Bank-sponsored mutual funds are hugely dependent on their sponsor for inflows. Bankers command enormous reach and trust among their customers compared to other distributors. For Axis MF nearly 21% of the gross inflows were from Axis Bank. Axis MF paid out Rs92 crore to Axis Bank, nearly 56% of the total commissions paid to distributors. NJ IndiaInvest, a national distributor, earned a commission of Rs20 crore or about 14% of the total commissions paid by Axis MF.
 
 
For ICICI Prudential MF, nearly 40% of the gross inflows were through ICICI Bank. Therefore, not surprisingly, the banks earn the highest commissions compared to other distributors on the list. For ICICI Prudential MF, nearly 21% of the total commissions were paid to ICICI Bank. Citibank was the next highest commission earner of ICICI Prudential MF earning 5.80% of the total commissions. ICICI Securities earned nearly 4% of the total commissions paid.
 
 
Similarly, in the case of HDFC MF, as much as 16% of the total commissions were paid to HDFC Bank.
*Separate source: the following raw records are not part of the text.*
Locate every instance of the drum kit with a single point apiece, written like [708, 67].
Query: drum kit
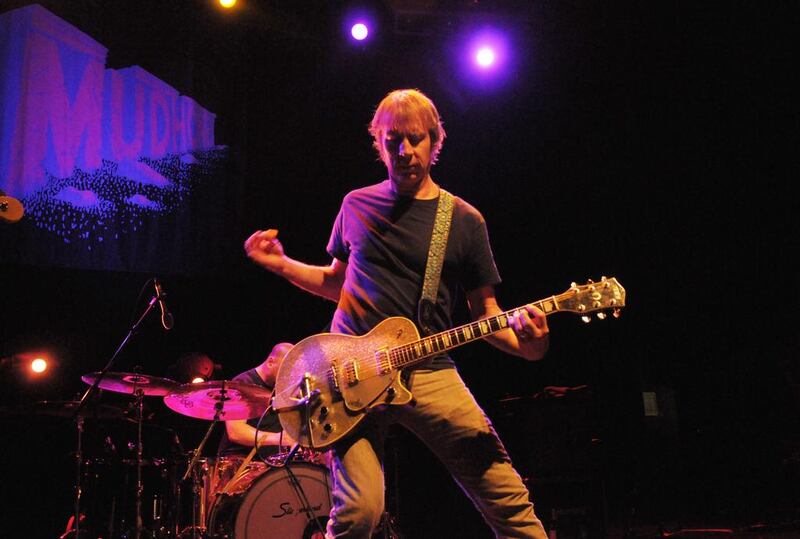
[285, 496]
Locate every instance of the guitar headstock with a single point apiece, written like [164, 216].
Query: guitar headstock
[591, 297]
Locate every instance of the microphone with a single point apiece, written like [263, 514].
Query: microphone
[166, 317]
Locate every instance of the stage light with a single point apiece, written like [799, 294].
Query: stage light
[31, 366]
[39, 365]
[359, 24]
[485, 57]
[359, 31]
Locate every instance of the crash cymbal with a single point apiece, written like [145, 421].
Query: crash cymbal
[63, 409]
[240, 401]
[130, 382]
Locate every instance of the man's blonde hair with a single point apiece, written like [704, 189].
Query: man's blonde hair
[403, 109]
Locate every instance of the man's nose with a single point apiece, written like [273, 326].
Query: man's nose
[405, 148]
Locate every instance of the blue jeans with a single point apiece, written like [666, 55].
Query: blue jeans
[445, 416]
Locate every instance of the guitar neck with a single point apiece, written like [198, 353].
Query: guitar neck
[418, 351]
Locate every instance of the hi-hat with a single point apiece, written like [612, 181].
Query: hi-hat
[130, 382]
[238, 400]
[64, 409]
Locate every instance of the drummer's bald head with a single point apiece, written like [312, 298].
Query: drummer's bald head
[280, 350]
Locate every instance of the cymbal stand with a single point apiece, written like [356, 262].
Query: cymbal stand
[139, 488]
[218, 410]
[79, 418]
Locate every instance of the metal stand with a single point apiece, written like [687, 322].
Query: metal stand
[139, 488]
[79, 420]
[219, 406]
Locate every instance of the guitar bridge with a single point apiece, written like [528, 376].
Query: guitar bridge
[344, 373]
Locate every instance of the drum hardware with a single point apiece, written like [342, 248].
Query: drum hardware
[138, 385]
[217, 400]
[292, 502]
[97, 381]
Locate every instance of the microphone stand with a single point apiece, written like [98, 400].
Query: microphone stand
[78, 417]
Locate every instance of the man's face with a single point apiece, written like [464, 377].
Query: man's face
[407, 155]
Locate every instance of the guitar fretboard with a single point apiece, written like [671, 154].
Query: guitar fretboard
[411, 353]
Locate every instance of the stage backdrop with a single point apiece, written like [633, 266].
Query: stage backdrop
[114, 168]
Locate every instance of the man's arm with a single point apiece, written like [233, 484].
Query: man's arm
[528, 334]
[264, 248]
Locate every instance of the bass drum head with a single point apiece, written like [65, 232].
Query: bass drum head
[284, 503]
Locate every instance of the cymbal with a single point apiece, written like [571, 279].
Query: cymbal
[64, 409]
[241, 400]
[129, 382]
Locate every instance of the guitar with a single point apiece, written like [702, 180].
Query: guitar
[11, 209]
[329, 382]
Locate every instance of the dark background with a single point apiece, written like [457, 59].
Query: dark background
[654, 142]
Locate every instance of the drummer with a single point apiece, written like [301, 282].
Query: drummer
[240, 435]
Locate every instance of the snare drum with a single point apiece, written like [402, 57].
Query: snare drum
[292, 502]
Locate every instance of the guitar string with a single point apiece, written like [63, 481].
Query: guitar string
[410, 349]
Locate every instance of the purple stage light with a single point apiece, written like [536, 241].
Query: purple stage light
[359, 31]
[485, 57]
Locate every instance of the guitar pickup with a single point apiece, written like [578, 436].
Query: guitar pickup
[382, 363]
[350, 371]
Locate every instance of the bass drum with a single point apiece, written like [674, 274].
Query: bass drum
[292, 502]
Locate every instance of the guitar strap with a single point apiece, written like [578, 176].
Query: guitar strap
[433, 269]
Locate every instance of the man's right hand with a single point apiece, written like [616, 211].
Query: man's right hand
[264, 248]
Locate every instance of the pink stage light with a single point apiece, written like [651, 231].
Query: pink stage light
[359, 31]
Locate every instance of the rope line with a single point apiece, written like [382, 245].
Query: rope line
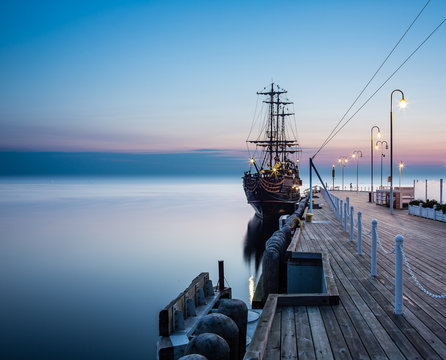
[435, 296]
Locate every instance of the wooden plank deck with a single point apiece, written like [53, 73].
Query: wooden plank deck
[363, 325]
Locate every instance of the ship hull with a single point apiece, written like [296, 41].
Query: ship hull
[270, 205]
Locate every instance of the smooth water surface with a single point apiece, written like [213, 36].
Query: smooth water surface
[86, 264]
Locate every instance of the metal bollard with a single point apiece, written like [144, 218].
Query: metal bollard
[373, 260]
[352, 211]
[345, 216]
[340, 213]
[398, 275]
[359, 233]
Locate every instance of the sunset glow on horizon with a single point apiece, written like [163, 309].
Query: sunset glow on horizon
[132, 77]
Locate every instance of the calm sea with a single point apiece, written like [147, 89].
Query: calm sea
[87, 263]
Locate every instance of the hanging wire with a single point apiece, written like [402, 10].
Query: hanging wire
[371, 79]
[379, 88]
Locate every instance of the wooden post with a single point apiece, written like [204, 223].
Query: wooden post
[221, 275]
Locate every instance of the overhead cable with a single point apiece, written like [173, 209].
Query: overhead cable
[371, 96]
[371, 79]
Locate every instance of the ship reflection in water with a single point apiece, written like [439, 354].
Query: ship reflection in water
[257, 233]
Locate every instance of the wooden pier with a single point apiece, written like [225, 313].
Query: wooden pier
[363, 325]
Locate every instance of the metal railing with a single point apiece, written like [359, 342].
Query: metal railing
[342, 211]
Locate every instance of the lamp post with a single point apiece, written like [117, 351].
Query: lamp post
[403, 104]
[381, 143]
[343, 160]
[401, 165]
[356, 154]
[378, 135]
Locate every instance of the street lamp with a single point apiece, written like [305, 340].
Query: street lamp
[356, 154]
[403, 104]
[381, 143]
[378, 135]
[343, 160]
[401, 165]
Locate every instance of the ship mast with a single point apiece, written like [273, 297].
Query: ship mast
[275, 142]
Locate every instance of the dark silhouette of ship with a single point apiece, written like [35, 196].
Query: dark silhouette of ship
[272, 184]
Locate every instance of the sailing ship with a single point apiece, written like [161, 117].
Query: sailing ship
[272, 184]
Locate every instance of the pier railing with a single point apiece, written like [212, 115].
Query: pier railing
[345, 214]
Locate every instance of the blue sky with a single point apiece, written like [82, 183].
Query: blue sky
[162, 76]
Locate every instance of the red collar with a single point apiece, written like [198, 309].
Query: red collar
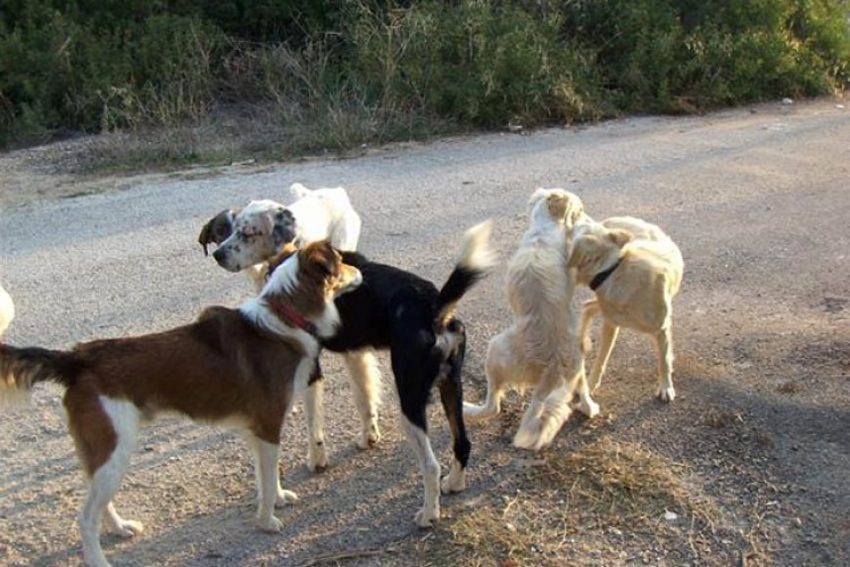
[292, 317]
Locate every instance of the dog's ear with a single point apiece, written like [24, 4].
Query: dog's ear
[204, 237]
[322, 257]
[539, 193]
[579, 252]
[265, 223]
[575, 211]
[218, 229]
[619, 237]
[557, 204]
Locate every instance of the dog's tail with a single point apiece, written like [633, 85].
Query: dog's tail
[475, 259]
[23, 368]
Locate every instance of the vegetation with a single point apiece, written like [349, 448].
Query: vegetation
[310, 74]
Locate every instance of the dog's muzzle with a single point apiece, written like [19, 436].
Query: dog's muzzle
[223, 259]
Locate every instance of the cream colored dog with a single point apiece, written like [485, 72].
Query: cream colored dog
[635, 270]
[540, 349]
[7, 310]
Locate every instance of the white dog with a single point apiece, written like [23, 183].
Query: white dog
[540, 349]
[247, 237]
[7, 310]
[635, 270]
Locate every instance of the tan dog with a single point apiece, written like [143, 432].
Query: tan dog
[540, 349]
[635, 270]
[234, 367]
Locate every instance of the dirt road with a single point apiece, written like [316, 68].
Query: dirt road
[757, 441]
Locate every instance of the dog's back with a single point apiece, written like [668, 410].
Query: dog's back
[326, 213]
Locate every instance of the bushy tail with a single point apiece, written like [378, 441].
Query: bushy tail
[472, 265]
[22, 368]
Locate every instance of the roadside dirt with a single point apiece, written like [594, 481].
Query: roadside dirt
[749, 465]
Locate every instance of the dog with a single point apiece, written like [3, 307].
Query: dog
[540, 348]
[7, 310]
[235, 366]
[246, 237]
[635, 270]
[397, 310]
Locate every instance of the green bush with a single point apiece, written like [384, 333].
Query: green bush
[377, 70]
[476, 62]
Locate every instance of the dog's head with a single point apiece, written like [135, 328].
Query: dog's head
[557, 204]
[595, 247]
[315, 272]
[259, 231]
[217, 229]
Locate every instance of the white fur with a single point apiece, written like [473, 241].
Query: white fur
[418, 440]
[105, 482]
[365, 380]
[637, 295]
[7, 310]
[475, 253]
[320, 214]
[540, 349]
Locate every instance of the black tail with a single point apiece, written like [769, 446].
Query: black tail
[23, 368]
[475, 258]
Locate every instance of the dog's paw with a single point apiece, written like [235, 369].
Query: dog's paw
[666, 393]
[588, 407]
[475, 413]
[270, 524]
[426, 518]
[317, 458]
[128, 528]
[285, 497]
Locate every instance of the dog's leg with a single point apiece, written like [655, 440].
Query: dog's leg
[549, 408]
[120, 526]
[317, 458]
[664, 346]
[421, 445]
[451, 395]
[269, 493]
[366, 384]
[497, 368]
[606, 345]
[122, 418]
[347, 233]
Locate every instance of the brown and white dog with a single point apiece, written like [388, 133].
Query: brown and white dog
[235, 367]
[635, 270]
[540, 349]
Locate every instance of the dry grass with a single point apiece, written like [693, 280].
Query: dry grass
[585, 507]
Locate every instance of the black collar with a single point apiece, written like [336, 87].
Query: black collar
[292, 317]
[600, 278]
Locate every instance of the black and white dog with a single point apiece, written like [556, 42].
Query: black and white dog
[397, 310]
[245, 238]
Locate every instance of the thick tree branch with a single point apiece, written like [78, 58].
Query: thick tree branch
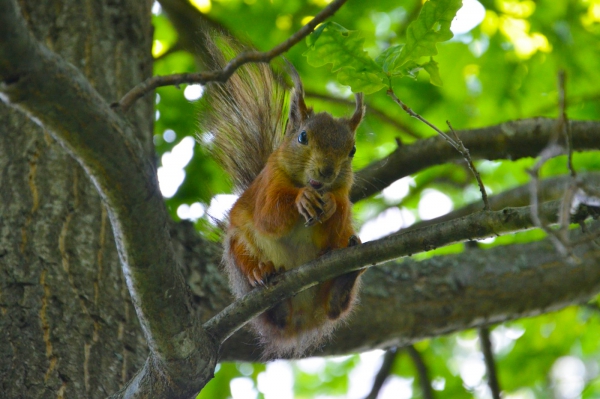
[222, 75]
[406, 301]
[490, 364]
[384, 372]
[335, 263]
[370, 110]
[422, 371]
[57, 96]
[509, 140]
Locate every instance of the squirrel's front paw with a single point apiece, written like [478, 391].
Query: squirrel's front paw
[261, 274]
[315, 207]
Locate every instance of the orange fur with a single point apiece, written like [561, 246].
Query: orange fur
[294, 205]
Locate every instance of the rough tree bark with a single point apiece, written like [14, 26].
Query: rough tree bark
[69, 327]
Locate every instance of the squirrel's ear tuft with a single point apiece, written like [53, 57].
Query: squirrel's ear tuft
[359, 112]
[299, 112]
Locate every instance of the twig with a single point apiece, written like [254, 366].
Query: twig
[465, 153]
[222, 75]
[510, 140]
[488, 356]
[383, 373]
[457, 144]
[564, 122]
[370, 109]
[421, 367]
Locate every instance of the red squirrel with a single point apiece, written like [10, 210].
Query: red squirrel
[294, 180]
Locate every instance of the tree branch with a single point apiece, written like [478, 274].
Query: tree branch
[57, 96]
[490, 364]
[370, 110]
[335, 263]
[222, 75]
[509, 140]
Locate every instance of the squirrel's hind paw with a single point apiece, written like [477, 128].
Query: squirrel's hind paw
[262, 274]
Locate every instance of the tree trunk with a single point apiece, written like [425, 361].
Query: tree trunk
[69, 329]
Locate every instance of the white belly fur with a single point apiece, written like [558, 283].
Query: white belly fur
[293, 250]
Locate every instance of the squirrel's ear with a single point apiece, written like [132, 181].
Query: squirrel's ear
[359, 112]
[298, 109]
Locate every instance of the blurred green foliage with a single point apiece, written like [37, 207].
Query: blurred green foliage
[504, 68]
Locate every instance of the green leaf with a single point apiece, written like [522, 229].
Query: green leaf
[388, 57]
[431, 27]
[434, 73]
[336, 45]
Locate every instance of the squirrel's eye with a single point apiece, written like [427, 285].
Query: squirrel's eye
[303, 138]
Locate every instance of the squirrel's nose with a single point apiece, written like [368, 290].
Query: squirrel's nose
[326, 172]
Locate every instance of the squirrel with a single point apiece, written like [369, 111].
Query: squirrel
[294, 180]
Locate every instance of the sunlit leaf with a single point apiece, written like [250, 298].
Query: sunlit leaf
[336, 45]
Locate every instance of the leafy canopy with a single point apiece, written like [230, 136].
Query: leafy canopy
[333, 44]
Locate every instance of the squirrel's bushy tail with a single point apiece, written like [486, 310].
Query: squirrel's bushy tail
[244, 117]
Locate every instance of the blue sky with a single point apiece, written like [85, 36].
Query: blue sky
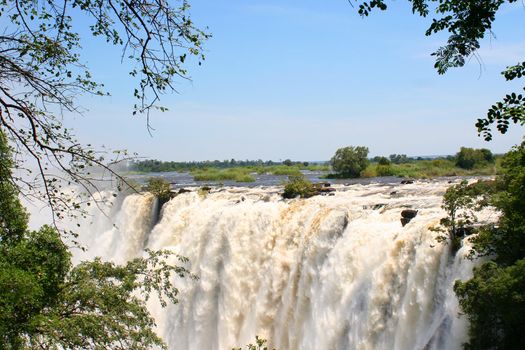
[299, 79]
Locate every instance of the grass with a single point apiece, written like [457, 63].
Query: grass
[244, 174]
[424, 169]
[232, 174]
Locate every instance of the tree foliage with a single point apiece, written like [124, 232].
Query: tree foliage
[299, 186]
[47, 303]
[466, 23]
[468, 158]
[494, 299]
[42, 72]
[159, 187]
[350, 161]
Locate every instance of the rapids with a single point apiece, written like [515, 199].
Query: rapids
[328, 272]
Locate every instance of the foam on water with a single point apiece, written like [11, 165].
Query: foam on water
[328, 272]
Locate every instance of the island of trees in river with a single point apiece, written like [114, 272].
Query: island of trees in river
[348, 162]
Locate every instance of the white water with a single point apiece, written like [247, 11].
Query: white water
[328, 272]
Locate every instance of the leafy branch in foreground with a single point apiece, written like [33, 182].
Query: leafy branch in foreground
[42, 73]
[259, 344]
[47, 303]
[467, 23]
[494, 298]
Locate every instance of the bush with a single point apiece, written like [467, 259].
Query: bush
[159, 187]
[384, 170]
[468, 158]
[298, 186]
[350, 161]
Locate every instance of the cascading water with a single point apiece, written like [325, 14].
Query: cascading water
[328, 272]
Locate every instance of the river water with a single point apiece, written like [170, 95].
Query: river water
[328, 272]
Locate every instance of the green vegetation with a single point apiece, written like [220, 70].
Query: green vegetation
[467, 22]
[234, 174]
[47, 303]
[426, 169]
[257, 166]
[260, 344]
[298, 186]
[42, 49]
[349, 162]
[470, 158]
[159, 187]
[494, 299]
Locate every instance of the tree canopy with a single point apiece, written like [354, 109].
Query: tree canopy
[42, 72]
[46, 303]
[350, 161]
[467, 23]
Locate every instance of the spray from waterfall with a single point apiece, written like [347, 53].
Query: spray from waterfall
[334, 272]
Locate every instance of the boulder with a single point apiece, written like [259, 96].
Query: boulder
[407, 215]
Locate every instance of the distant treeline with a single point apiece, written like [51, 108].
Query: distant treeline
[157, 166]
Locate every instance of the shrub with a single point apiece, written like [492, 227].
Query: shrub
[298, 186]
[159, 187]
[468, 158]
[384, 170]
[350, 161]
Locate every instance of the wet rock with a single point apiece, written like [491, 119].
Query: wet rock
[465, 231]
[407, 215]
[405, 221]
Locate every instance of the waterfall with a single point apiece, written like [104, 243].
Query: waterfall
[328, 272]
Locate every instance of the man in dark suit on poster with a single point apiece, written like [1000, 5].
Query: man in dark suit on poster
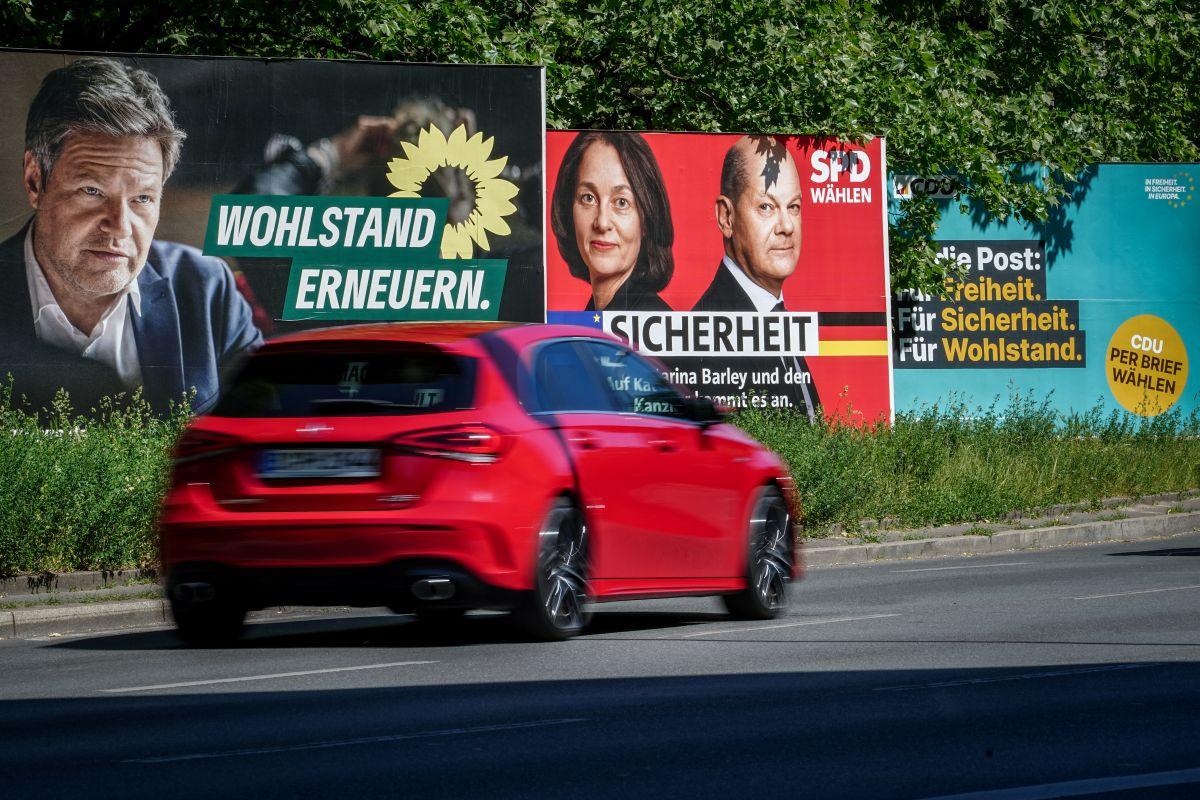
[759, 215]
[89, 300]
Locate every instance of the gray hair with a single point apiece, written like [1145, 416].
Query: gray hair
[100, 96]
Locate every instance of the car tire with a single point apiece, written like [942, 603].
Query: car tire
[208, 621]
[210, 624]
[769, 559]
[555, 609]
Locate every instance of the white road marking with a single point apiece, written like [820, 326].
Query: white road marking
[351, 743]
[271, 677]
[771, 627]
[1030, 675]
[970, 566]
[1143, 591]
[1077, 788]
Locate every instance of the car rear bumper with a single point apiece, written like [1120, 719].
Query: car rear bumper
[403, 585]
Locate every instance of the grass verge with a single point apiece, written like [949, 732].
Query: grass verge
[948, 464]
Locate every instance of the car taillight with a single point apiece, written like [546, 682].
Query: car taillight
[195, 445]
[477, 444]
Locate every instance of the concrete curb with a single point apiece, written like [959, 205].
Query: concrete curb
[69, 581]
[24, 623]
[1089, 533]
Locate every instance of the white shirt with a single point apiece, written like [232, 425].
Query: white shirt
[109, 342]
[763, 301]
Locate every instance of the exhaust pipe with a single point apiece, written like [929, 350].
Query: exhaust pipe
[195, 593]
[433, 589]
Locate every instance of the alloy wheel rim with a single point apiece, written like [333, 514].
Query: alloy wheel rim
[771, 554]
[564, 569]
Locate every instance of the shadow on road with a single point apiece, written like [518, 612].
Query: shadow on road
[838, 733]
[1170, 551]
[391, 631]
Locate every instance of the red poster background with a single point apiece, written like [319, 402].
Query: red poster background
[843, 265]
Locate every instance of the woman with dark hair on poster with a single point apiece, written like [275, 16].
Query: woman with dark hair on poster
[612, 220]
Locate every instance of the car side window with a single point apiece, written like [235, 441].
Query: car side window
[562, 382]
[635, 384]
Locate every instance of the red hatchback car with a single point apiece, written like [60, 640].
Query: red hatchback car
[437, 468]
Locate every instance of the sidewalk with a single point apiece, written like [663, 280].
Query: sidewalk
[76, 602]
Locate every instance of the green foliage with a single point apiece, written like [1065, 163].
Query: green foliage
[958, 464]
[82, 493]
[967, 86]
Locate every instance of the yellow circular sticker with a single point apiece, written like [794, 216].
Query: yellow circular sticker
[1146, 365]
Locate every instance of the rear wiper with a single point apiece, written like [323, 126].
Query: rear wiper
[342, 403]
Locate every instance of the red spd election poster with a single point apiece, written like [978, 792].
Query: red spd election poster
[754, 268]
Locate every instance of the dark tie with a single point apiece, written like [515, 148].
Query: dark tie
[798, 366]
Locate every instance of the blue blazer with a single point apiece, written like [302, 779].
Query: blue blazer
[193, 324]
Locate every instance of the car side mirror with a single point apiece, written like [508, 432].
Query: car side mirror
[706, 411]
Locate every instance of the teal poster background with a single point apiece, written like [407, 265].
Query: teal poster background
[1127, 244]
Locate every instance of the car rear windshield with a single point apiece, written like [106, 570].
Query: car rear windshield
[354, 383]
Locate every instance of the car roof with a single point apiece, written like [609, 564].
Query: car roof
[432, 332]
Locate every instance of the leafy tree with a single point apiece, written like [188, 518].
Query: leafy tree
[966, 86]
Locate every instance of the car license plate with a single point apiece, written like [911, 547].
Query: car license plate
[318, 463]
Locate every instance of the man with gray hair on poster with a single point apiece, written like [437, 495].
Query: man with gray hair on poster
[89, 301]
[759, 216]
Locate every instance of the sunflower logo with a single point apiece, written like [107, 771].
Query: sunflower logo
[460, 168]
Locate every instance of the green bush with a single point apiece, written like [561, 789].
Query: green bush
[82, 492]
[952, 463]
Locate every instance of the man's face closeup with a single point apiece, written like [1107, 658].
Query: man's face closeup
[763, 224]
[96, 215]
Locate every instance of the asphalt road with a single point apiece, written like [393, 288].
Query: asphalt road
[1031, 674]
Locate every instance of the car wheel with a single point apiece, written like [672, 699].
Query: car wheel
[769, 564]
[207, 608]
[553, 611]
[210, 623]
Second on the list was NJ IndiaInvest earning about 9% of the total commissions paid by HDFC MF. SBI had a share of 28% in the total commissions paid by SBI MF, while Kotak Mahindra MF paid nearly 33% of the total commissions to Kotak Mahindra Bank and Kotak Mahindra UK. While HSBC MF has not disclosed the distributor’s commissions for FY15-16, in FY14-15, as much as 46% of the total commissions were paid to HSBC Bank, Standard Chartered Bank followed behind earning a commission of 11%.
 
 
 
 
The top three banks on the list—HDFC Bank, ICICI Bank and Kotak Mahindra Bank earned total commissions of Rs261 crore, Rs170 crore and Rs166 crore in FY15-16. HDFC Bank, earned Rs91 crore (or 31% of the total commissions) from HDFC MK. Nearly, 61% of the total commissions of ICICI Bank were from ICICI Prudential MF. For Kotak Mahindra Bank, about 29% of the commissions were sourced through Kotak Mahindra MF. Canara Bank, State Bank of India and Union Bank of India earn over 90% of their commissions from their in-house AMCs.
 
 
Clearly, for each bank, the best mutual schemes are none other than the schemes belonging to their own group or the ones that offers the maximum commission. The data showing that banks push hard schemes belonging to the group which may or may not be in customer interest proves our point once again. Unfortunately, savers don’t know this and tend to trust their bankers blindly. After all, that is the place where they keep their savings.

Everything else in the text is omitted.